The Ghost in the Blueprint: Why We Design for People Who Don’t Exist

The Ghost in the Blueprint: Why We Design for People Who Don’t Exist

The tyranny of the ‘average user’ leaves the rest of us navigating a world built for an imaginary perfect being.

Marcus is leaning against the polished limestone pillar, his thumb rhythmically clicking a heavy brass pen. From his vantage point in the lobby, he watches a woman in a charcoal coat attempt to navigate the main entrance. She has a toddler in her left arm and a grocery bag in her right. The door-a magnificent, three-meter slab of reinforced glass-requires exactly 13 pounds of pulling force to break the vacuum seal. She leans back, shifting her weight, nearly losing her footing on the marble floor that was buffed to a high shine at 4:03 AM. It’s a struggle that lasts only six seconds, but to Marcus, it feels like an hour. Someone behind him, a junior architect with a crisp white shirt and no calluses, scoffs and whispers that it’s an isolated issue, a user error. Marcus doesn’t blink. He knows the door wasn’t built for her. It was built for a ghost.

The Tyranny of Standard Stan

We are currently living in a world designed for a person who has never drawn a breath. This person-let’s call him Standard Stan-is exactly five-foot-nine, has 20/20 vision, possesses the grip strength of a professional climber, and is never, ever in a hurry. Stan doesn’t have arthritis. Stan doesn’t have a migraine. Stan isn’t trying to balance a leaking bag of milk while his phone vibrates with a frantic call from his boss. When we build systems, from door handles to digital interfaces, we are usually building them for Stan. And because Stan is a fantasy, the rest of us are left bruising our shoulders against doors that won’t budge and squinting at grey text on light-grey backgrounds.

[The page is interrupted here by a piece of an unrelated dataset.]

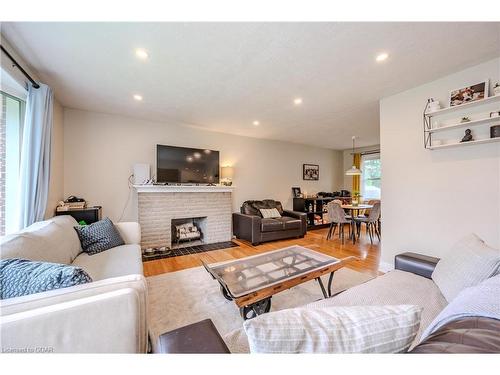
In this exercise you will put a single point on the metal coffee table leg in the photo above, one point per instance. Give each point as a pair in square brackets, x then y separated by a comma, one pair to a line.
[326, 293]
[255, 309]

I tried to go to bed early last night. I really did. At 10:03 PM, I was tucked in, eyes closed, ready to surrender. But then I started thinking about the light switch in my hotel room. To turn off the bedside lamp, I had to navigate a touch-sensitive panel that required three separate taps to wake up, followed by a long-press that flickered the light twice before dimming. It assumed I had the patience of a monk and the precision of a watchmaker in the dark. I ended up just unplugging the thing from the wall, nearly knocking over a glass of water in the process. It’s this specific brand of frustration-the gap between the designer’s intent and the user’s reality-that keeps me awake. We prioritize the aesthetic of the ‘clean’ interface over the messy, sweaty, clumsy reality of being alive.

Eva J.D., a typeface designer I’ve followed for years, once told me that the greatest sin in her industry isn’t ugliness; it’s arrogance. She spent 73 days straight refining the legibility of a new sans-serif intended for hospital signage. She didn’t just look at it on a high-resolution monitor in a climate-controlled studio. She printed it out, smeared the paper with Vaseline to simulate cataracts, and viewed it under the flickering fluorescent hum of a basement hallway. She knew that her ‘imaginary user’ wasn’t a graphic design student admiring the kerning; it was a terrified spouse looking for the emergency room at 2:03 AM while their eyes were blurred with tears.

– Eva J.D. (Typeface Designer)

The Statistical Lie of Averages

[The myth of the average is a comfortable lie we tell to avoid the complexity of the human soul]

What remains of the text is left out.